Consider a person scraping by just under the poverty level. They now manage to get Medicaid coverage, with its limited cadre of participating providers and specific set of benefits. That coverage is increasingly likely to be delivered through a private managed Medicaid plan. Then they get a raise and start making enough money to get above 138% of FPL – so they are off Medicaid, and have to switch to another insurer through the exchange, with some public subsidies to help defray the cost. They probably will lose some benefits, such dental or vision, but also probably would have a much broader set of providers from whom they can get care. Then maybe they get a new job, whose employer offers health benefits. They lose their exchange coverage, as well as the subsidies, and there’s no guarantee that the employer coverage will either be as good as the exchange coverage or that the employer subsidies will be anywhere close to the exchange’s subsidies (especially for dependent coverage). If they lose that job, well, it may be back to the Medicaid coverage.
Honestly, Rube Goldberg would have enjoyed this set-up.
A recent analysis by HealthPocket suggests that less than 2% of health plans meet the recently released essential benefit standards. I suspect that many of those plans may have been individual policies rather than plans offered by large employers, but ACA requirements like pediatric dental and vision are virtually never offered by even the best health plans (although may be available via accompanying dental or vision coverage).
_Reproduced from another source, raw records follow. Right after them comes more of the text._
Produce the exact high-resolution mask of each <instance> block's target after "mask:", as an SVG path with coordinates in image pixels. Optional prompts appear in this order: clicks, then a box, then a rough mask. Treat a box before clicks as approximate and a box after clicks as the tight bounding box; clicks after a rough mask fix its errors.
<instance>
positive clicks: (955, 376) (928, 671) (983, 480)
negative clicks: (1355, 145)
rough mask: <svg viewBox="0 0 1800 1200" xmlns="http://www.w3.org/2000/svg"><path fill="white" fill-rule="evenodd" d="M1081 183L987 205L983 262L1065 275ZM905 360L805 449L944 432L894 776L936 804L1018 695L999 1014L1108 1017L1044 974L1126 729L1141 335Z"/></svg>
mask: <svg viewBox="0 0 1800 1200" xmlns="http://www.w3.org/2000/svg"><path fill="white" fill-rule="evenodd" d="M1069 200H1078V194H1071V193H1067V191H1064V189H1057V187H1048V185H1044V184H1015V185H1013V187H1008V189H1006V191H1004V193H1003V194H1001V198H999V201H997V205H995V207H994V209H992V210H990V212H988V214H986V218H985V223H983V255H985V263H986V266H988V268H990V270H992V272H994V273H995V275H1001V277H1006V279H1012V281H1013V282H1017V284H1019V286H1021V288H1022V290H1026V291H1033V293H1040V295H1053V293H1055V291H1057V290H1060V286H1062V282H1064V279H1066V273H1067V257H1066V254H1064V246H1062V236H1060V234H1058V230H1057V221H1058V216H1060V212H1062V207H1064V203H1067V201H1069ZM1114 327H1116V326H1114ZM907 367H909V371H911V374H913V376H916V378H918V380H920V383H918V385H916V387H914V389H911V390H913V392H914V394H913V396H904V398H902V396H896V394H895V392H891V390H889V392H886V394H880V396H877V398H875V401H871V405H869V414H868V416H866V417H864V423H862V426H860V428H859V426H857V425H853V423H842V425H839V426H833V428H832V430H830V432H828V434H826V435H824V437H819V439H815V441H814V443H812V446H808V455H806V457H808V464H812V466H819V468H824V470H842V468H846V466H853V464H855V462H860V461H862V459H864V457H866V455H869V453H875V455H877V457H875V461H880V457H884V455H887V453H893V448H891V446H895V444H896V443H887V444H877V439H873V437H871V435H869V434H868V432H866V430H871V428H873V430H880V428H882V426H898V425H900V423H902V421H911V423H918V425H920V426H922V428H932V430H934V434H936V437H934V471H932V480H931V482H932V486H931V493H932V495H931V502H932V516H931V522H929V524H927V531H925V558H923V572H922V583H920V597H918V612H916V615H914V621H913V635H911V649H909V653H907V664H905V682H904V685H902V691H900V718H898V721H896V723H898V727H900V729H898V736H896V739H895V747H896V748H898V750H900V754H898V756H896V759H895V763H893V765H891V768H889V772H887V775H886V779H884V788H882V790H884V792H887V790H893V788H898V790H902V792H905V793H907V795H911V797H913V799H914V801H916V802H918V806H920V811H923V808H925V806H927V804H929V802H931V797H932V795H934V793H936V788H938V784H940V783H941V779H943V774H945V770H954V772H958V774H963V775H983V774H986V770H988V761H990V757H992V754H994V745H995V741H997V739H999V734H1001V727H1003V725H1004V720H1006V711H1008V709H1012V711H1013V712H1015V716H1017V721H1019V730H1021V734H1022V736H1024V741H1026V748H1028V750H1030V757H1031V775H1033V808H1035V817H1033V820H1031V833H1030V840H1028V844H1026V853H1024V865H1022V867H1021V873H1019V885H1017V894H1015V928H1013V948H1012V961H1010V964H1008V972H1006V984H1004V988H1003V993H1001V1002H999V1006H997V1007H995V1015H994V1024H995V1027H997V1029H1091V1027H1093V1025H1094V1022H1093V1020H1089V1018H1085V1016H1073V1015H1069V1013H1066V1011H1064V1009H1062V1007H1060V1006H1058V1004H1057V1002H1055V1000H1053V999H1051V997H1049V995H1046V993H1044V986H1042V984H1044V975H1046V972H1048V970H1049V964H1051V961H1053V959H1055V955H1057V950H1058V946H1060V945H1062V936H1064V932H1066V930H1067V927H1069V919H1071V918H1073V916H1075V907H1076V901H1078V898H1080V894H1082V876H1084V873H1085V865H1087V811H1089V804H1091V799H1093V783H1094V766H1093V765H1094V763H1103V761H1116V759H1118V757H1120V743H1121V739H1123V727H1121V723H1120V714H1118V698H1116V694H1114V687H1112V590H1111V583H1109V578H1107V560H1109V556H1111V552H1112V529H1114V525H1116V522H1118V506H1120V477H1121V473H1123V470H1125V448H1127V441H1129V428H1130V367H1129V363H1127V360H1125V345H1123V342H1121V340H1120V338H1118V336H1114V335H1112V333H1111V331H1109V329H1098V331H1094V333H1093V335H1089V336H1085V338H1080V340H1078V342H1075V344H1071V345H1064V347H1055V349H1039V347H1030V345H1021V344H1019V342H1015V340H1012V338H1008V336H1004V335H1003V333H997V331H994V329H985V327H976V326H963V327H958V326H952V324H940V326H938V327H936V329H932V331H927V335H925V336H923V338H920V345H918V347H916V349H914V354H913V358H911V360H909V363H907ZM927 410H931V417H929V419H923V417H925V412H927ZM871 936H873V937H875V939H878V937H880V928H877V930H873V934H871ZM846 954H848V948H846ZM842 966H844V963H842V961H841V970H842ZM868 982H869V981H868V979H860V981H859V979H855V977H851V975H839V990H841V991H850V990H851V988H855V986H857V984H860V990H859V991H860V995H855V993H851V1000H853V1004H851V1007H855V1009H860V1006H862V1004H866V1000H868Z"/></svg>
It is not clear to me why someone who earns 137% of poverty should get dental and vision for all family members, while someone who earns 139% and lacks employer coverage gets only the pediatric coverage for children, and someone with employer coverage may lack those benefits entirely. Is this coverage important or not?
I’m not advocating that all plans should include full dental and vision, but, come on, this jumping back and forth between sources of coverage/type of benefits/amount of premium subsidy is crazy.
We have to remember that Medicaid really serves three distinct populations (as illustrated by this nice Kaiser Family Foundation graphic): the poor (some of them, anyway), the elderly needing custodial care, and individuals with severe disabilities. Most of the spending goes to the latter two populations. Maybe we should be thinking of splitting out the ongoing care support aspects of the program from the more traditional health insurance components of the program. That would allow for a much more seamless source of coverage and care.
When I read that the supposedly simplified, one-step application process may require a 21 page application, it feels like the canary dying in the coal mine: I fear the whole thing is going to crumble under its complexity. I don’t know if the Arkansas approach of putting everyone in the exchange will end up being implemented, or if it would prove to be actuarially equivalent, but it makes a lot more sense to me than the patchwork quilt of coverage ACA sets in motion.